Synopsis: Polygamous marriages, immigration issues, social security benefits and pension entitlement.

The House of Commons Library has published a briefing paper which looks at polygamy and deals with the recognition of polygamous marriages, immigration issues, social security benefits and pension entitlement.


In order to be recognised as valid, all marriages which take place in the United Kingdom must be monogamous and must be carried out in accordance with the requirements of the relevant legislation. For a polygamous marriage to be considered valid in the UK, the parties must be domiciled in a country where polygamous marriage is permitted, and must have entered into the marriage in a country which permits polygamy.

No formal assessment is made of the number of polygamous households.

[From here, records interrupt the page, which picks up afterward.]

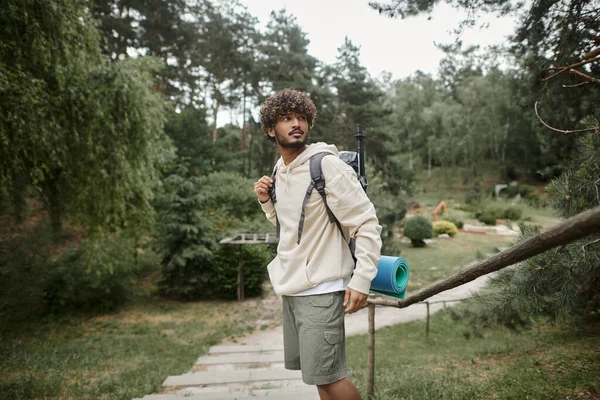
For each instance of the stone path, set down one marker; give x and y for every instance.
(253, 367)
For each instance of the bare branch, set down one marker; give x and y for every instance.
(578, 64)
(585, 77)
(592, 54)
(574, 228)
(576, 85)
(561, 130)
(560, 70)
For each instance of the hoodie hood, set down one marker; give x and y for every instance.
(303, 157)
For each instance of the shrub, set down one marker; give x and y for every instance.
(459, 223)
(488, 217)
(526, 190)
(41, 278)
(512, 213)
(194, 214)
(440, 227)
(417, 229)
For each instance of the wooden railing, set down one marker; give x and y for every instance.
(568, 231)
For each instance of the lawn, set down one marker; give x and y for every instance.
(129, 353)
(116, 356)
(548, 362)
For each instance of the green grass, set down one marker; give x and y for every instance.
(118, 356)
(444, 257)
(544, 363)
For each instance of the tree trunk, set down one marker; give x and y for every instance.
(429, 157)
(243, 134)
(54, 208)
(215, 114)
(575, 228)
(410, 159)
(505, 139)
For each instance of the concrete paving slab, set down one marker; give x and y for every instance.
(241, 358)
(220, 377)
(309, 393)
(242, 348)
(290, 385)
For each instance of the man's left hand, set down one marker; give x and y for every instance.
(354, 300)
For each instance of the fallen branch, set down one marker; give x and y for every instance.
(574, 228)
(561, 130)
(576, 85)
(585, 77)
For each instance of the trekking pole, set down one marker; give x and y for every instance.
(360, 150)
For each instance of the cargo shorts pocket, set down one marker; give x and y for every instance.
(330, 350)
(321, 308)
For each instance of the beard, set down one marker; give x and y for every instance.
(290, 142)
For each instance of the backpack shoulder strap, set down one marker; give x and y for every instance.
(317, 181)
(272, 193)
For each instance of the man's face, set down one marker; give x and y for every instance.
(291, 131)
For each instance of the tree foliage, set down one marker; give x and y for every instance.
(86, 134)
(195, 213)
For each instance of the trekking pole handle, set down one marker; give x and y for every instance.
(360, 150)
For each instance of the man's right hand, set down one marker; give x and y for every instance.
(261, 188)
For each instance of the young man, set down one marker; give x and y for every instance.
(315, 272)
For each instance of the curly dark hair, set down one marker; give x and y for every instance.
(284, 102)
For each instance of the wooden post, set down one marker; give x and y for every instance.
(241, 276)
(427, 324)
(371, 349)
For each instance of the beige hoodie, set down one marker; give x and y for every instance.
(322, 254)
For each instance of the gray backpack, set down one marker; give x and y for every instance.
(318, 183)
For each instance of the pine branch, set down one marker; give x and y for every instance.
(575, 228)
(585, 77)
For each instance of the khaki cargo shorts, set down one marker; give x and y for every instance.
(313, 337)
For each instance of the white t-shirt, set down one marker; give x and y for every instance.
(337, 285)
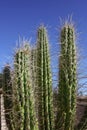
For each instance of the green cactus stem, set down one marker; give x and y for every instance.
(44, 82)
(67, 78)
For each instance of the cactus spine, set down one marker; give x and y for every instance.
(67, 78)
(25, 102)
(7, 88)
(44, 82)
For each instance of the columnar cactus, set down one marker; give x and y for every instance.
(67, 79)
(7, 89)
(44, 82)
(24, 111)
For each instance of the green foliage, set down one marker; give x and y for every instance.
(44, 82)
(67, 79)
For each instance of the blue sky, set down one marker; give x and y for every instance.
(22, 17)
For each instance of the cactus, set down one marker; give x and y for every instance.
(44, 82)
(7, 89)
(24, 110)
(67, 78)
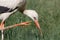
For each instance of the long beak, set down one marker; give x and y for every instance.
(37, 25)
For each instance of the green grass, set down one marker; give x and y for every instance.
(49, 19)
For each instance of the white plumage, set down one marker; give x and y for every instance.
(12, 4)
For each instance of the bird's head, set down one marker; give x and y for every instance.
(34, 16)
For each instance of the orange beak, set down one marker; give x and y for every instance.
(37, 25)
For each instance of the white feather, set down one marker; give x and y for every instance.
(31, 14)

It has been the policy of successive governments to prevent the formation of polygamous households in the UK. A UK resident cannot sponsor a non-EEA national for permission to enter or remain in the UK as their spouse if another person has already been granted such permission, and the marriage has not been dissolved. However, it is possible for all parties to a polygamous marriage to be legally present in the UK. For example, a second spouse may qualify for entry to the UK in a different immigration category, in their own right.

Social Security Benefits

At present, some benefits can be paid, in certain cases, in respect of more than one spouse but the allowances that may be paid in respect of additional spouses are lower than those which generally apply to single claimants. Universal Credit (UC) is to replace all existing means-tested benefits and tax credits for families of working age but is not expected to be fully introduced until 2021. The 2010 Government decided that the UC rules will not recognise additional partners in polygamous relationships. This could potentially result in some polygamous households receiving more under UC than under the current benefit and tax credit system.

State Pension

A wife in a polygamous marriage does not generally have the right to a State Pension on the basis of her spouse’s contributions.